Theo grunted as he tried to shift higher on his pillows. “Not bad for being shot through the heart.”
“Very true.” Diego turned his coffee mug in his hands, watching the little wavelets. “I’m so sorry, Theo. There should have been a better way to handle this mess. Better than nearly getting you killed.”
“I had a job to do.” Theo took a slow, shallow breath. “They wouldn’t listen. So I had to go after you.”
“I know. Limpet told me. Kevin’s had a long talk with Kurt about that, believe me. And, please don’t think I want to diminish what you did in any way. I’m so grateful that you came for us and that you were there when it counted.”
Theo nodded, though something anxious lurked in his dark eyes. “Has Limpet…?”
Diego wasn’t certain if those two hesitant words were meant to ask if Limpet had been there or if he had gone but the little crack in Theo’s voice told him everything about how close they had become during their days in the desert.
“He was here, mijo . When you were still failing. When they weren’t sure you would make it. He sat by you and held your hand. The healers wouldn’t let him feed you since he’d already given you quite a bit before we got you through the doorway. But he was here.”
“Oh.” Theo turned his head away, obviously struggling as his chest hitched. Finally, he whispered, “Where is he now?”
Why hasn’t anyone told you this already? Diego reached over and put his hand atop Theo’s on the blanket. “His family was waiting. They were very upset that he was missing. I’m afraid they took him home.”
“Family. His pod. That’s good.” Theo wasn’t quite managing his usual stoic calm, his voice wavering.
“I know, as they say, where they live. I can always take you there to see him when you’re better.”
Theo wiped a hand over his face. “It’s nice of you to say. But I don’t think his family would want that.”
The unspoken words because his family took him away from me and doesn’t want their nice boy in love with a vampire lay heavy and cold between them. “I’m sorry, Theo. I’m so sorry. Maybe someday—”
“Sí, jefe, tal vez. I think I need to rest.”
“Of course.” Diego’s heart ached at all the little fictions in those last few sentences, but he wasn’t going to shame Theo and become a witness to his silent tears. “I’ll be back later to see how you’re doing.”
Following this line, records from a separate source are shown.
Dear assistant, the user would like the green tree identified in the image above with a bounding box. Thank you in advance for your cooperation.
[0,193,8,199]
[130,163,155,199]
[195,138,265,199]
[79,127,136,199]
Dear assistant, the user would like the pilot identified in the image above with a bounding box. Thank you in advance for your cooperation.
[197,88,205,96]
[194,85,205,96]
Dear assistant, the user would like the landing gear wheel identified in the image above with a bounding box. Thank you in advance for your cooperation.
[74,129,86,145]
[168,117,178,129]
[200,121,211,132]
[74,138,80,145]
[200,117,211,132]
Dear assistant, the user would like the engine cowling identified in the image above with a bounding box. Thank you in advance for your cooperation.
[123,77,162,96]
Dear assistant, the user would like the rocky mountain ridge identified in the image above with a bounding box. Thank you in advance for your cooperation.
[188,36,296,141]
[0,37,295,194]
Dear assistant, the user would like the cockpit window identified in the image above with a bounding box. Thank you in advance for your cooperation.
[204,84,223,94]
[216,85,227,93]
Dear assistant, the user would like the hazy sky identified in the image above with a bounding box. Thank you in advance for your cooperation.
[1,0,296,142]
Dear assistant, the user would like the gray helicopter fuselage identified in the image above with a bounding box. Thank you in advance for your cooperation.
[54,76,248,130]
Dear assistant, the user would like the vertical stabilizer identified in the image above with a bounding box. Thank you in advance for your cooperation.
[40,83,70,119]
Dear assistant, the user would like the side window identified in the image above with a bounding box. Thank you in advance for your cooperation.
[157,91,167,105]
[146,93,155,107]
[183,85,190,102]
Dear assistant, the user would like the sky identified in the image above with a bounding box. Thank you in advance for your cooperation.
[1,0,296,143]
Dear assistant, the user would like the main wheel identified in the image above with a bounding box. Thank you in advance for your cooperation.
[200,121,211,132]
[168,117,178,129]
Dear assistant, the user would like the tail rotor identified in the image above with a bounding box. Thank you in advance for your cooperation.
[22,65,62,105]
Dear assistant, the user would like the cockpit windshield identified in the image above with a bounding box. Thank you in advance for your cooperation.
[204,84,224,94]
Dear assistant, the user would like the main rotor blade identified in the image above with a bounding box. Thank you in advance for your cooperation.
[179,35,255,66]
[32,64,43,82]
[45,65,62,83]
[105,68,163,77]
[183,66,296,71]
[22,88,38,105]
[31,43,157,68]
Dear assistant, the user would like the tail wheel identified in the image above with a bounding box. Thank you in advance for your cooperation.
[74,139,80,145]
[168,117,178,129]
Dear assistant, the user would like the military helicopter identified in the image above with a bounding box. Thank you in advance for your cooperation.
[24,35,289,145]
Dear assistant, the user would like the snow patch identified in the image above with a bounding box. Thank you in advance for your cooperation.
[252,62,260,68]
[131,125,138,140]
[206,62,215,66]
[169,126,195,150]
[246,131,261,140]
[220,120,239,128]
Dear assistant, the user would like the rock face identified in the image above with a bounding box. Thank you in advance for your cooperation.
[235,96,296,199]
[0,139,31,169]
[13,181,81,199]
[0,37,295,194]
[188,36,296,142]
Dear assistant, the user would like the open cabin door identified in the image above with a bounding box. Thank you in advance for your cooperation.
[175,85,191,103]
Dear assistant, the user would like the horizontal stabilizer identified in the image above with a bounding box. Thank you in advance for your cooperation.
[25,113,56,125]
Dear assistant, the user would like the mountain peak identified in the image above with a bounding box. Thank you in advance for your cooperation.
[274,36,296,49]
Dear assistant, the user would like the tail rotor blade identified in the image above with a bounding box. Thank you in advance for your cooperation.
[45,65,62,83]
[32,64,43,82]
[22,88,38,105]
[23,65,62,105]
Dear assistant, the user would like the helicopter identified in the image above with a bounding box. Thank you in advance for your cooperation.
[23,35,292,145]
He wished he could have talked to Cerith and Lyonsia before they left. Maybe he could have delayed their departure, reasoned with them about wresting Limpet away. But the pod had been gone by the time he woke and Eithne had implied there was subterfuge involved in Limpet’s going with them.
When things calmed down and Finn was feeling better, they would go for a visit and have a serious talk with the overprotective selkie parents. Diego stopped on a thought on his way up the stairs. At least Theo was talking to him again.
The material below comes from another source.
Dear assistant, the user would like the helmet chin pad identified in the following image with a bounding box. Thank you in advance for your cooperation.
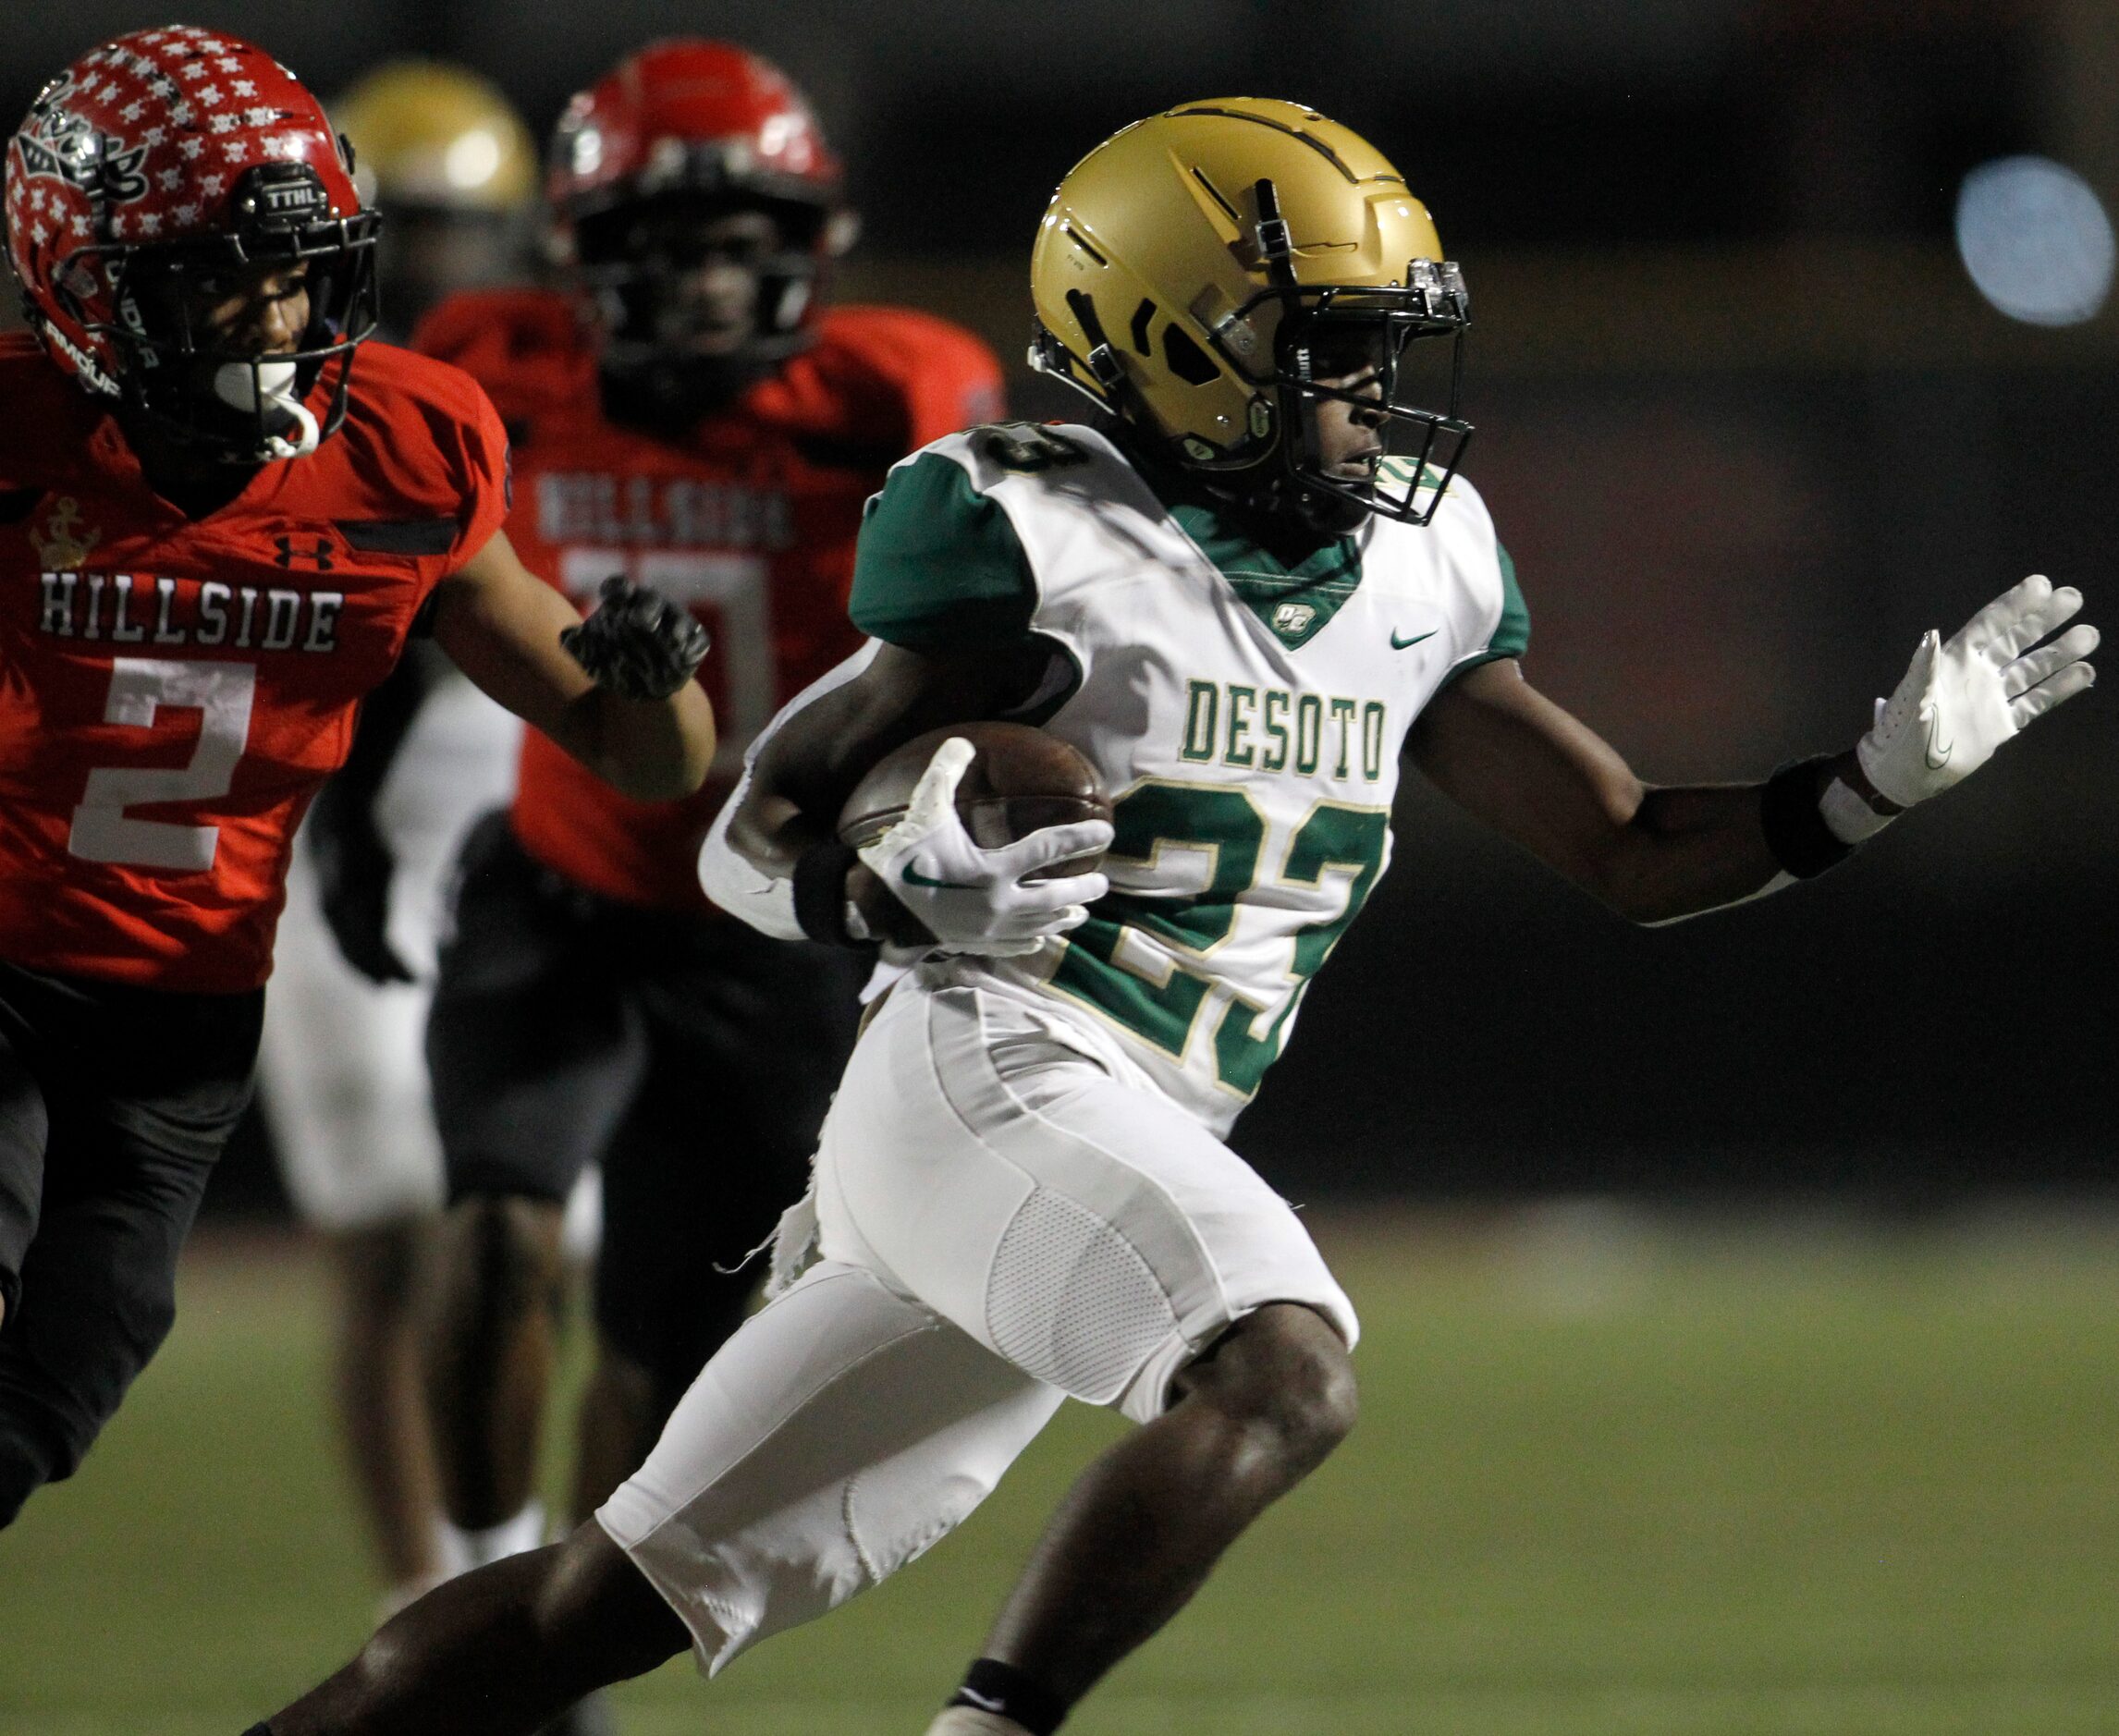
[207,361,318,457]
[202,358,317,458]
[213,357,298,410]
The waves of the home shore rolled toward him, speaking in voices both achingly familiar and suddenly alien.
I wanted so badly to come back here …
Limpet struggled to pin down the strange disconnection, as if everything were smaller somehow, duller, less tangible, but his mind couldn’t wade through its storm of anger, hurt and worry.
He was here, at home, where he had said he did not want to go.
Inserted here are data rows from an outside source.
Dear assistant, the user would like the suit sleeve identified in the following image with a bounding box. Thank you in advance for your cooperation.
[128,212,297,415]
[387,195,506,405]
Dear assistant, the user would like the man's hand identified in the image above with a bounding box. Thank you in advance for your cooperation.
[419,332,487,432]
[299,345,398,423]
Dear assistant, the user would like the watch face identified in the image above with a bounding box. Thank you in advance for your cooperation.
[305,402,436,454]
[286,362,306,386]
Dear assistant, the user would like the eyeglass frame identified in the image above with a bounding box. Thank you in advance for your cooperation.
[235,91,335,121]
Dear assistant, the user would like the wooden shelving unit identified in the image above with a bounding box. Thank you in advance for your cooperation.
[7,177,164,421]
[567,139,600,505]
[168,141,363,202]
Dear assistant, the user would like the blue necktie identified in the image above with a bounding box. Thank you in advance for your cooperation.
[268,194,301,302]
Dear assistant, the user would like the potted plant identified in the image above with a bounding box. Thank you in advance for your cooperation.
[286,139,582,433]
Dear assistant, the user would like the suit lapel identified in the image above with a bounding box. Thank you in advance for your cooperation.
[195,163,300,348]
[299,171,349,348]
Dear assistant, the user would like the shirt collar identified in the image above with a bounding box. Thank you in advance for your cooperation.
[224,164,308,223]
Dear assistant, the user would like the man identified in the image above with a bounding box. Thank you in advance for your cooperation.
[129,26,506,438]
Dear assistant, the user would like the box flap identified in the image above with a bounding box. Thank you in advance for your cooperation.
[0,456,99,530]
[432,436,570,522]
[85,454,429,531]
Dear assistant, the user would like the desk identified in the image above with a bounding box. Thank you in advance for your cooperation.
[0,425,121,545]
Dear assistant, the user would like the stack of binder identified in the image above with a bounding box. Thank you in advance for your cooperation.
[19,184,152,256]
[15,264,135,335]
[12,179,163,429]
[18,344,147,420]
Theo was back through the doorway to the human world and Limpet didn’t even know if his Nightwalker had survived.
“Don’t you want to join us for a swim?”
His mother’s voice jarred Limpet from his thoughts. He wanted to whirl around and scream at her, but he managed to sit still and quiet, jaw aching from how tightly he clamped his teeth.
“Limpet?” Now his father’s voice joined hers, even worse. “Are you stone now, pup? Going to sit there for all eternity?”
He closed his eyes and thought of Theo, of his soft voice and how he always considered every word. Screaming and weeping would only make things worse. He needed Theo’s strength right now, his calm in the face of every storm, large and small, even when his heart was breaking.
“Ma? Da? I need to talk to you,” he forced out, still staring at the waves.
They settled on either side of him, his father with his broad-shouldered bulk and his mother with her beautiful sea foam hair.
Cerith ruffled his hair. “What is it, pup? Surely you’re not still sulking about having to leave the island?”